The earliest known stone inscription of the Ten Commandments is being auctioned in Beverly Hills on November 16, with an opening bid of $250,000 -- and a stipulation that any owner must put the tablet on public display.

Described as a "national treasure" of Israel, the stone was first uncovered in 1913 during excavations for a railroad station near Yavneh in Israel and is the only intact tablet version of the Commandments thought to exist.
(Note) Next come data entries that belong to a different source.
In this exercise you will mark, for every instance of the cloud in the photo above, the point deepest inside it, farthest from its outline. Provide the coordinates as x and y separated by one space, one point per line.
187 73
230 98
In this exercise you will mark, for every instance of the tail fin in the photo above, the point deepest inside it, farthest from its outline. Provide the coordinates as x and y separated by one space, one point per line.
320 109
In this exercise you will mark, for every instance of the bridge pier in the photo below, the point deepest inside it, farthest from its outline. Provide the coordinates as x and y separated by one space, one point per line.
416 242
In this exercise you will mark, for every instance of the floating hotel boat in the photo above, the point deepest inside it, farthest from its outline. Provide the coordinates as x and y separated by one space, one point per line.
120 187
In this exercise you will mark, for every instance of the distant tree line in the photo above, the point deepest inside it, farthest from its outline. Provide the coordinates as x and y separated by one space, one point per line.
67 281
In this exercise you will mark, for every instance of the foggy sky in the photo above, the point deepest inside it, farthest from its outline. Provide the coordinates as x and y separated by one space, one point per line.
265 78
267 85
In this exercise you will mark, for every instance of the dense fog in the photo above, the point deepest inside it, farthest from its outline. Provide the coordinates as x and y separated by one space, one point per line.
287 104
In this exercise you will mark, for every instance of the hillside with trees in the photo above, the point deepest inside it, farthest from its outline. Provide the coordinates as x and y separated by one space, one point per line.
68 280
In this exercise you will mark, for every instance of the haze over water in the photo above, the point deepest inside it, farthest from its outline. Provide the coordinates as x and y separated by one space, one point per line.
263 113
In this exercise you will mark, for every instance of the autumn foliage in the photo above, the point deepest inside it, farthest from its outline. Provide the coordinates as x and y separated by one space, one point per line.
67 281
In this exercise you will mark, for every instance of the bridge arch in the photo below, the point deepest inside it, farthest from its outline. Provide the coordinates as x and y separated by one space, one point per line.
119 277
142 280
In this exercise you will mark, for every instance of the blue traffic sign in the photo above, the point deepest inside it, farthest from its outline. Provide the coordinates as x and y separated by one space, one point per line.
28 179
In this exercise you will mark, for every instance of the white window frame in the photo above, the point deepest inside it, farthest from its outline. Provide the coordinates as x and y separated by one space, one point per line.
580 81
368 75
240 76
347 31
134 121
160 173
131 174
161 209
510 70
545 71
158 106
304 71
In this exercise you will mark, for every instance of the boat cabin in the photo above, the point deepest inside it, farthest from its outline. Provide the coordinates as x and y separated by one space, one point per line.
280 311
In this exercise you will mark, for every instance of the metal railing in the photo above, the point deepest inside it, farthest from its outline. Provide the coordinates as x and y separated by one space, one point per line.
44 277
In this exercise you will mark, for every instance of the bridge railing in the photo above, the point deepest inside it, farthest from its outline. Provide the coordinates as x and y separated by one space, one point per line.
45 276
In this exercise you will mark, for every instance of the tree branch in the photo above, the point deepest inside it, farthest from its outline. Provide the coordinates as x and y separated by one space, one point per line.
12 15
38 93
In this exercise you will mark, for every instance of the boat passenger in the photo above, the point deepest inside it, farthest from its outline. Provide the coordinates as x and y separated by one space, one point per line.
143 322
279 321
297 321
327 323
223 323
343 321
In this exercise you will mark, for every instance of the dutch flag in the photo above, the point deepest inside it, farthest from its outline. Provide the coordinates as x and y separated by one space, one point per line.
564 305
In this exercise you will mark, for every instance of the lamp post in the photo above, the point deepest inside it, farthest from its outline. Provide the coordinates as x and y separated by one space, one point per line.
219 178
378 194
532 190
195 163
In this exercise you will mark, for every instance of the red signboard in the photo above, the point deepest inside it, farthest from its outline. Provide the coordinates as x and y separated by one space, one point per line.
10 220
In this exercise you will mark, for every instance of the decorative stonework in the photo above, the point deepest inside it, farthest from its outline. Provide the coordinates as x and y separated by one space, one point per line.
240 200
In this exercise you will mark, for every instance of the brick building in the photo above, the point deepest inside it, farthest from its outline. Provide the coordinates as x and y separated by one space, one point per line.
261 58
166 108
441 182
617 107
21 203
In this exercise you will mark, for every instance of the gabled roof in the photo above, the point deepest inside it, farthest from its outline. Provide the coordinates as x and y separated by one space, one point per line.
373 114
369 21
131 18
The director of ancient coins for Heritage Auctions, who will be conducting the sale said 
"The tablet's significance is testament to the deep roots and enduring power of the Commandments that still form the basis of three of the world's great religions: Judaism, Christianity and Islam,
 The two-foot-square (0.18 square meter), 115-pound (52 kg) marble slab is inscribed in an early Hebrew script called Samaritan and most likely adorned a Samaritan synagogue or home in the ancient town of Jabneel, Palestine, which is now Yavneh in modern Israel,
It lists nine of the 10 commonly known Biblical Commandments from the Book of Exodus, with an additional Commandment to worship on the sacred mountain of Mount Gerizim, near Nablus, which is a now a city in the West Bank.
"You shall not take the name of the Lord your God in Vain" was deliberately left off the list to keep the total number of Commandments to 10, according to scholars.


   

The tablet's home was either destroyed by the Romans between 400 and 600 AD, or by the Crusaders in the 11th century, and the stone had lain buried in the rubble of the ruins for centuries before its discovery near Yavneh, according to Michael
"The workmen who found it did not recognize its importance and either sold or gave it to a local Arab man, who set the stone into the threshold of a room leading to his inner courtyard, with the inscription facing up,
"Some of the letters of the central part of the inscription are blurred -- but still readable under proper lighting -- either from the conditions of its burial or foot traffic while it was resting in the courtyard."

Thirty years later, in 1943, the man's son sold the stone to a Mr. Y. Kaplan, a municipal archaeologist

"He immediately recognized its importance as an extremely rare 'Samaritan Decalogue,' one of five such known stone inscriptions that date to the late Roman-Byzantine era (300-640 CE) or just after the Muslim invasion of the seventh century CE," adds Michaels.